While Cinco de Mayo has long served as a celebration of Mexican heritage, students involved in Greek life voiced fears this week that the holiday could unintentionally belittle some of their most closely held cultural practices, including casual alcoholism.

“I saw a kid last year walking down the street with a serape, a sombrero, and the dead eyes of a man who can do little more than numb his pain with liquor,” said sophomore David Valdez, of the Beta Kappa Epsilon fraternity. “Who does he think he is? Doesn’t he understand what that look of jarred desperation, of wanting so desperately to have a good time at all times that you’re willing to put your liver on the line, means for me and my people?”

Greeks of all stripes underscored worries that revelers might strip binge drinking in the daytime of its cultural significance, leading to a demonstration near the Braun Music Center on Sunday aimed at voicing the students’ concerns.

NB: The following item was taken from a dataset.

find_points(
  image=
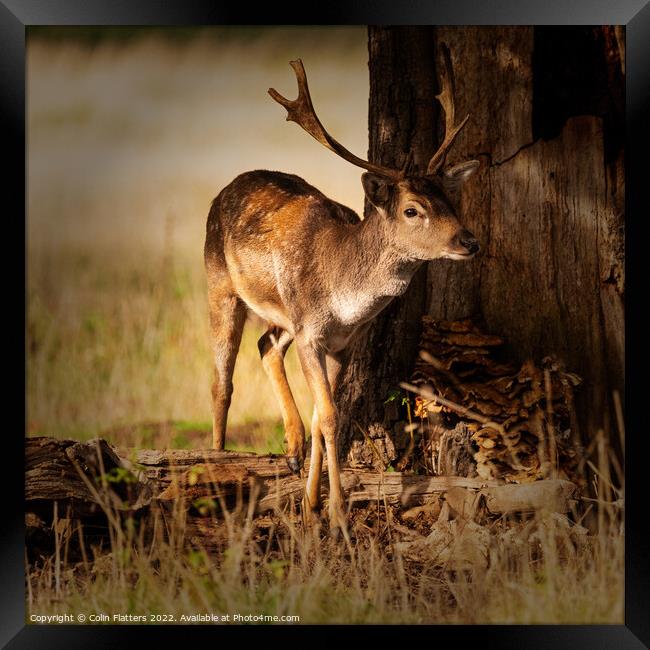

“Our culture is not a costume,” chanted representatives of Stanford’s various IFC and ISC organizations, “It is a disease that can be clinically treated, but from which you will never ‘truly’ recover!”

The University has yet to make a formal statement, but some fear that the inclusion of margaritas made from green Gatorade and plastic-bottle tequila in Stern Dining’s “Mexican Themed” menu has already gone a step too far.